Evan A. Scott Research Group

Development of immunoengineering tools for controlled immunomodulation

LaserCell*One component of our toolbox: Optofluidic rupture of polymersomes for precise spatiotemporal endosomal or cytosolic delivery of antigen and adjuvant. For more details see Vasdekis & Scott et al. ACS Nano. 2012

Few therapeutic strategies can rival vaccination in terms of effectiveness at treating and preventing infectious diseases. Often only a few doses is required to achieve life-long resistance to certain infections.  Unfortunately, despite a strong track record of success over the past century for the eradication of numerous lethal and high morbidity human diseases, we still do not have a clear understanding of how the process of vaccination works.  As a result, modern vaccines are still developed using costly and time consuming trial and error approaches, and despite years of effort we are currently unable to vaccinate against many of our most serious threats including HIV, malaria, and hemorrhagic fever arenaviruses such as Ebola and Lassa.  Additionally, common bacterial infections are becoming steadily more difficult to treat due to acquired resistances to antibiotics.  In theory, strategies used to generate vaccines against pathogens should also be applicable to cancer therapies, but immunotherapies to cancer have demonstrated limited and at best inconsistent results.  We urgently need a better understanding of the mechanisms behind vaccination in order to more rapidly and successfully develop vaccines using principles of rational design.

 Vaccination is essentially a means of training our immune system to find and destroy infectious agents, and thus our understanding of vaccination is intimately linked to our understanding of immunobiology.  The immune system has evolved to detect, analyze, and destroy diverse pathogens and dysfunctional cells, such as cancer cells, while remaining tolerant to healthy self-tissues. Only for the past few decades have we known that the center of this process that determines the necessity, type and intensity of an immune response is the professional antigen-presenting cell (APC), which includes dendritic cells (DCs), macrophages, and B-cells.  These cells function as sentinels that engulf and analyze different molecules and particulates in our bodies.  Depending on various signals that these cells receive either from circulating hormones, proteins present in the matrices of our tissues, other cells, or from foreign fragments of bacteria, fungi, or viruses, APCs can induce immunogenic or tolerizing responses.  Thus comprehension of how these cells process biochemical cues from their environment and subsequent manipulation of these cues can allow modulation of immune responses for improved therapies and treatments of disease.  Such research would have broad and far-reaching applications in the areas of cancer, vaccination and autoimmunity as well as enhance our understanding of how our immune system functions.

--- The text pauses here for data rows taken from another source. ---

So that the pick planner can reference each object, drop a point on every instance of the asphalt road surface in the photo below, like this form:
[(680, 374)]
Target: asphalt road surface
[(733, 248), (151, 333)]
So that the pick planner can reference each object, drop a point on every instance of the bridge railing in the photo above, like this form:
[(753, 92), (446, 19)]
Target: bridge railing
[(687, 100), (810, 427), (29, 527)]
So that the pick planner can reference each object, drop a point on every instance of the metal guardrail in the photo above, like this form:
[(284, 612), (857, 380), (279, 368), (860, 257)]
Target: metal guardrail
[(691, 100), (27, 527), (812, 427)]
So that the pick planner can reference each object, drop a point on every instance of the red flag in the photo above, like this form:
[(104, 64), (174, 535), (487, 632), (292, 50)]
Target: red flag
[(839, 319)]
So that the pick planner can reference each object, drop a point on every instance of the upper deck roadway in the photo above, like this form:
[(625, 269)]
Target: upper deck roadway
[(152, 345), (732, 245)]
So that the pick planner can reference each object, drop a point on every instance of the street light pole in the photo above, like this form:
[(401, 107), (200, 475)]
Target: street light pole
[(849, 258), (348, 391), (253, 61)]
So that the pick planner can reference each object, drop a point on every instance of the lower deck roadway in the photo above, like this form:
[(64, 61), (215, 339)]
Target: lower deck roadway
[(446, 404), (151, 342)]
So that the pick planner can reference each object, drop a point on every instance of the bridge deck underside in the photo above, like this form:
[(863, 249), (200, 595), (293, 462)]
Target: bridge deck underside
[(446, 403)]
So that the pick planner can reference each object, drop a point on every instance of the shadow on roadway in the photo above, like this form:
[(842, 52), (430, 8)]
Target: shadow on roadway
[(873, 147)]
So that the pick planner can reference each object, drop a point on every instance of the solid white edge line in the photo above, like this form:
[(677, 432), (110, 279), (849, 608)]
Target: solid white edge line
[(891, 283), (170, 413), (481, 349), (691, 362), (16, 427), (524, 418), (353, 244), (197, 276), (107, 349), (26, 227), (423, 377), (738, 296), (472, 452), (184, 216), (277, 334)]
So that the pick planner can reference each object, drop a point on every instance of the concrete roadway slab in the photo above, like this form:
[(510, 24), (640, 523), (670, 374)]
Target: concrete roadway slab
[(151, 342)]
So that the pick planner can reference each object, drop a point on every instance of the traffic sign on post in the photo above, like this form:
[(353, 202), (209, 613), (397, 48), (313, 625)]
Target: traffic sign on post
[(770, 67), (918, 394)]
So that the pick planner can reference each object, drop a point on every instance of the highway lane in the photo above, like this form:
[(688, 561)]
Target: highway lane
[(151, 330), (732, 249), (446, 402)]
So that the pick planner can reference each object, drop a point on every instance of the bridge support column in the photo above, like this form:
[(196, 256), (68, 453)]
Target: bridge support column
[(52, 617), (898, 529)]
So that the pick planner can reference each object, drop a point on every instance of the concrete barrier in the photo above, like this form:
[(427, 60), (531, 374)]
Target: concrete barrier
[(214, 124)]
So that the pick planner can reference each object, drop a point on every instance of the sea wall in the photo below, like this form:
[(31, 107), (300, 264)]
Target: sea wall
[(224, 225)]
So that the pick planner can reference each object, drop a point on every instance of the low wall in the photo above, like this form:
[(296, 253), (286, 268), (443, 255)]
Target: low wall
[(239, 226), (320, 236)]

As immunoengineers, we propose the use of techniques and principles from bioengineering, chemistry, and biology as a multidisciplinary approach to the study of vaccination, with a goal of furthering basic understandings of immunobiology and developing clinically translational approaches to immunotherapy.  Our work will focus on examining how these APCs receive and process signals from their environment and develop techniques to control and initiate such signals in order to induce controlled immune responses. We intended to generate an immunotherapeutic toolbox that can be used to tailor therapies for specific diseases and demonstrate their efficacy against models for cancer.